Immortalised on the Royal Bank of Scotland £5 note as a mystic, this atypical image fails to show the intellectual and practical woman she undoubtedly was.
Nan's first climbs in the Cairngorms, including an ascent of Ben Macdui, took place in 1928. Over the years, she developed a relationship with the mountains akin to a lasting friendship. 'The living mountain' reveals a sensitive and intimate knowledge of her beloved Cairngorms:
'Summer on the high plateau can be delectable as honey; it can also be a roaring scourge. To those who love the place, both are good, since both are part of its essential nature. And it is to know its essential nature that I am seeking here. To know, that is, with the knowledge that is a process of living. This is not done easily nor in an hour. It is a tale too slow for the impatience of our age, not of immediate enough import for its desperate problems. Yet it has its own rare value. It is, for one thing, a corrective of glib assessment: one never quite knows the mountain, nor oneself in relation to it. However often I walk on them, these hills hold astonishment for me. There is no getting accustomed to them.'
Quote from 'The living mountain' by Nan Shepherd, 1977
Writing and legacy
Nan was a voracious reader who consumed poems, the works of friends, and philosophy with equal enjoyment. Her own musings and snippets of her climbing experiences were recorded in a series of notebooks.

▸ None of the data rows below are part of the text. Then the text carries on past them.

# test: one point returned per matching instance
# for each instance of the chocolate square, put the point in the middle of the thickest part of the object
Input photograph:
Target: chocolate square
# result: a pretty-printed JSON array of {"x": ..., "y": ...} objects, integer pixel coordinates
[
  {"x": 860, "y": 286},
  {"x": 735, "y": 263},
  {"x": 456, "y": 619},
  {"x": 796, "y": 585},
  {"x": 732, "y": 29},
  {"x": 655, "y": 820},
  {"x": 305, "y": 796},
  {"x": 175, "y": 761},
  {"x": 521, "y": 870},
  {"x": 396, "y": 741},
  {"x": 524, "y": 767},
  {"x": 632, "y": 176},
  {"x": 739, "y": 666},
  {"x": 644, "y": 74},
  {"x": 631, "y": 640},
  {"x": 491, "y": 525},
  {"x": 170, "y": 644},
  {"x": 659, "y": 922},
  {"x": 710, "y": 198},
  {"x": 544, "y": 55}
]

Her first novel, 'The Quarry Wood', was published in 1928 and proved to be a success. Two further novels, 'The Weatherhouse' and 'A Pass in the Grampians', performed similarly well. Her most famous work, ,The living mountain,, was not published until 1977 and did not achieve mainstream success until it was re-issued decades after her death. Maybe because it was so personal to her, it was only towards the end of her life that Nan found a publisher for what is now regarded as her masterpiece. In the years since it was re-issued, ,The living mountain, has been translated into 11 languages.
Regarded as a seminal work of nature writing, 'The living mountain' presages contemporary ideas of mindfulness and wellbeing. For Nan, simply being in and with the mountains was enough.